How the serpent was then introduced to that paradise by the conquistadors over the following centuries is a story that John Hemming tells with great authority.
It begins with one of the most cack-handed journeys in the history of exploration. Francisco de Orellana was accidentally swept downstream while investigating the furthermost tributaries of the Amazon from the Pacific side.
Unable to paddle back up against the current, he and his men found themselves drifting down the entire length of the river, emerging nine months later on the Atlantic coast - where he was promptly court-martialled by his superiors for desertion.
Orellana brought back tales of "Amazonian women warriors" (a myth, according to Hemming, but one that named the river), of prosperous and extensive civilisations lining the riverbank, and even of gold that had found its way south from modern Columbia.
It was an enticing mix, calculated to lure more conquistadors down the river's beguiling length, despite the horrendous hardships of malaria and a climate to which Europeans, unlike the natives, never managed to adapt. Orellana himself returned, only to disappear and die in its sinuous folds.

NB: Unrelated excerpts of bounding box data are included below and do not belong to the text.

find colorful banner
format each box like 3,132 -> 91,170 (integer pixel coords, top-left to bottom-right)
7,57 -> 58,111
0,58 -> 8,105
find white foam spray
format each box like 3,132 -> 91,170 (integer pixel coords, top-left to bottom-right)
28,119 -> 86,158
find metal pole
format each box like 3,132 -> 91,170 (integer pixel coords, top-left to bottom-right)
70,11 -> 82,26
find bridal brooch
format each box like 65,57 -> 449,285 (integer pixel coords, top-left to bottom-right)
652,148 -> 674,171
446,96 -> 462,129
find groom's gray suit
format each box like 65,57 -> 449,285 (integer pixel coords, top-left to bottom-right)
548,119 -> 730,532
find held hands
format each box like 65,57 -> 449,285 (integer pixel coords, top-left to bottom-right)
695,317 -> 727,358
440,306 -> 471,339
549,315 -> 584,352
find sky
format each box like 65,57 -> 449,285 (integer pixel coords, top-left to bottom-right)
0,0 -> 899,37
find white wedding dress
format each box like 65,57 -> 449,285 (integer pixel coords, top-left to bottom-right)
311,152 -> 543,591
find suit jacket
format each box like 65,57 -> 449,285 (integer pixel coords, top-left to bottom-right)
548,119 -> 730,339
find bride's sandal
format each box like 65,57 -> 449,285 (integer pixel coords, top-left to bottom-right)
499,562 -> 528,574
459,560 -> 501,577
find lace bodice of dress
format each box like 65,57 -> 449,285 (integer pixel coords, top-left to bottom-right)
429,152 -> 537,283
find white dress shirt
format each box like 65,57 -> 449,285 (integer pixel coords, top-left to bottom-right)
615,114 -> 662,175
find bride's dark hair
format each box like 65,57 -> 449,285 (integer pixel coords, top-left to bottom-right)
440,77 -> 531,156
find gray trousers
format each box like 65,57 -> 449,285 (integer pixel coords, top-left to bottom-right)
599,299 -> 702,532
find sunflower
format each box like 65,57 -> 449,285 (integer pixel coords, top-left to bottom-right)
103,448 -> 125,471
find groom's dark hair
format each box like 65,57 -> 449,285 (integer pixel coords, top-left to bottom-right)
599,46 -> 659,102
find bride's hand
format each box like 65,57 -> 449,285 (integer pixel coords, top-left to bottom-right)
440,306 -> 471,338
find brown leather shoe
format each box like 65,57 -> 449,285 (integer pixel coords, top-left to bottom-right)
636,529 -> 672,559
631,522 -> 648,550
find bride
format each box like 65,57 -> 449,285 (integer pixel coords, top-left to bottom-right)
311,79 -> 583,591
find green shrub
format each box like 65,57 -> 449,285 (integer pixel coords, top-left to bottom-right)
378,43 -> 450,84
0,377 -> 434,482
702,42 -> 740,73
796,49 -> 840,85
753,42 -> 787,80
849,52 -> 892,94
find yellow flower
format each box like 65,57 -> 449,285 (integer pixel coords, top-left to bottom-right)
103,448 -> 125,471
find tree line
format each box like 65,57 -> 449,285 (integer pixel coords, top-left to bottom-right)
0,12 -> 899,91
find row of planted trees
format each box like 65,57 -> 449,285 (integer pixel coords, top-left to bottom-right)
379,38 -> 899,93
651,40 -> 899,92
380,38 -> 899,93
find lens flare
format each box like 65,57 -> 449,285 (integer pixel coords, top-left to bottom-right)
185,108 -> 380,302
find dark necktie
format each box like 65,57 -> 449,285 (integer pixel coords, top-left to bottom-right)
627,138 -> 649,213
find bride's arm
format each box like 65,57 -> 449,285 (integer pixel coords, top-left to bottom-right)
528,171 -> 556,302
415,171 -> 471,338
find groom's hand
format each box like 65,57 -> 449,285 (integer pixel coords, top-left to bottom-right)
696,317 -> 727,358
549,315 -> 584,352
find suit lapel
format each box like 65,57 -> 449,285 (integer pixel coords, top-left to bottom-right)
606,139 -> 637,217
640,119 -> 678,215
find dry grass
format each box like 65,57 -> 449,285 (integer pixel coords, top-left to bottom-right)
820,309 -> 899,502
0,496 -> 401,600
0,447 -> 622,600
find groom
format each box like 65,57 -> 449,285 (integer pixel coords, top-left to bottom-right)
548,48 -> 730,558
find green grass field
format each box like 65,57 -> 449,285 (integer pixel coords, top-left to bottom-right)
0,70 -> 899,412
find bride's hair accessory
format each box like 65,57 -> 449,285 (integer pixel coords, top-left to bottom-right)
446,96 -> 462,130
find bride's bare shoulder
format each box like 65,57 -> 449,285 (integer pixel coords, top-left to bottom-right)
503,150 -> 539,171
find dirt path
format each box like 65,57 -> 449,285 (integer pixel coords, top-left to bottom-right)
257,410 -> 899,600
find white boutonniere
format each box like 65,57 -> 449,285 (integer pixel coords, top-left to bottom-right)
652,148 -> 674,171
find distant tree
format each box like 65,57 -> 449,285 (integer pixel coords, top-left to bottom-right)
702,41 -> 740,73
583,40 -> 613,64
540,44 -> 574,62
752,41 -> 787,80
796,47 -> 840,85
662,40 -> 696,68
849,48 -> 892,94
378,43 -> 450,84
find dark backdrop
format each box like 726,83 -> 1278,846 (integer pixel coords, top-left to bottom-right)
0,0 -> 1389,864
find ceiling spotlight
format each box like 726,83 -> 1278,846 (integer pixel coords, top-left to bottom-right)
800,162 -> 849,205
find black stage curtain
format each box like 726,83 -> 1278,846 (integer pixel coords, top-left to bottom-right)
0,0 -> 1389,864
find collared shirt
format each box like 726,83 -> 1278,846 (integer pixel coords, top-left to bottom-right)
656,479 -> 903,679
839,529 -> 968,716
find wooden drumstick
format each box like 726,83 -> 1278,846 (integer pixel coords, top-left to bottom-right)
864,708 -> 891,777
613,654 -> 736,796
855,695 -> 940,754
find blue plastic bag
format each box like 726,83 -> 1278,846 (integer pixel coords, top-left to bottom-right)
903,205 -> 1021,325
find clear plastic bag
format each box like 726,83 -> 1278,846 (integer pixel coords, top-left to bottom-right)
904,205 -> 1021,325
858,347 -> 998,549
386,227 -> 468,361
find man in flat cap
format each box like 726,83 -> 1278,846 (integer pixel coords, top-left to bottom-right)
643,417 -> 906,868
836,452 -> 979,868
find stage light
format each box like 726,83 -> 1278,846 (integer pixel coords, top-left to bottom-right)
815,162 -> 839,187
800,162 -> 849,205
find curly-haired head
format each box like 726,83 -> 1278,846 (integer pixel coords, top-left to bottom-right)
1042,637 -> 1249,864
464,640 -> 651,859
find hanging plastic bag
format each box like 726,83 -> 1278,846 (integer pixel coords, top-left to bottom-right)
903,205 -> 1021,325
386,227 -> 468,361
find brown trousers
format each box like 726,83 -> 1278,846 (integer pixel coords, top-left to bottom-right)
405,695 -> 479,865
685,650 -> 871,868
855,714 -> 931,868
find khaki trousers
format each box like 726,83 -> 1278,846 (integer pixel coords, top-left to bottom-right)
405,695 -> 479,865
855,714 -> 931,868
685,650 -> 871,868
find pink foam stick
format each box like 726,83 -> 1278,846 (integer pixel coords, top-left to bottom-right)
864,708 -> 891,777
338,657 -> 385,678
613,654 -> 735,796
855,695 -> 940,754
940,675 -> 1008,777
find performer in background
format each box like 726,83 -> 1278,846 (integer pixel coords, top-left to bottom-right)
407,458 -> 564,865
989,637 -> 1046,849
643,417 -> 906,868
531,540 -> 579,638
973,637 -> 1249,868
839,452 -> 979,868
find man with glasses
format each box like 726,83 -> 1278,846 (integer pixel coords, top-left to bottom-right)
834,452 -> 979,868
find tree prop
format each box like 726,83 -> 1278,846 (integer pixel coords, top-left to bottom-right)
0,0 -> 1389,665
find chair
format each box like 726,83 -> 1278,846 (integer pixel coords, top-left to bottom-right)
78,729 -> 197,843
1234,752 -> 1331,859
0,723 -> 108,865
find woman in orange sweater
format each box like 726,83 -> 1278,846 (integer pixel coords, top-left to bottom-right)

Archaeologists are still divided over the full extent of those civilisations that Orellana glimpsed along the riverbank: the termites of the jungle have long since destroyed much of the evidence, for the Amazonians built in wood, not stone. Yet it is clear that pre-Columbian man had successfully managed to convert the shallow topsoil of the rainforest into rich black earth by a process that is still not fully understood.
The heartbreaking tale of Indian tribes offering manioc and shelter to Europeans who then enslaved or infected them is a familiar one. But this is tempered in Hemming's account with an awareness of the internal conflicts and differences between the tribes.
While much of the story plays out with a depressing litany of repeated mistakes - by slavers, rubber barons and latterly those growing soya beans, all raping the forest - there are some optimistic gleams of light through the undergrowth. Since the 1960s, the population of Amazon Indians has quadrupled and there is now far more respect for them in Brazil as the natural custodians of the planet's most important lung.
Few writers have the range to cover the full canopy of the rainforest from its remarkable botany to its exploration and even archaeology, but Hemming is an unusual polymath: as a past director of the Royal Geographical Society, he led a large research project in the Amazon; his previous trilogy on the history of the Amazonian Indians was acclaimed; moreover, as a young man he took part in a tragic expedition to the Iriri river, during which his companion Richard Mason was killed.
He has made "first contact" with more Indian tribes than any other non-Brazilian.
Tree of Rivers is consequently a book written from both the heart and the head. Much discussion on the Amazon generates more heat and carbon monoxide than light; this is a welcome corrective, lucid and learned. It will stand as the definitive single-volume work on the subject - but not, one hopes, as its elegy.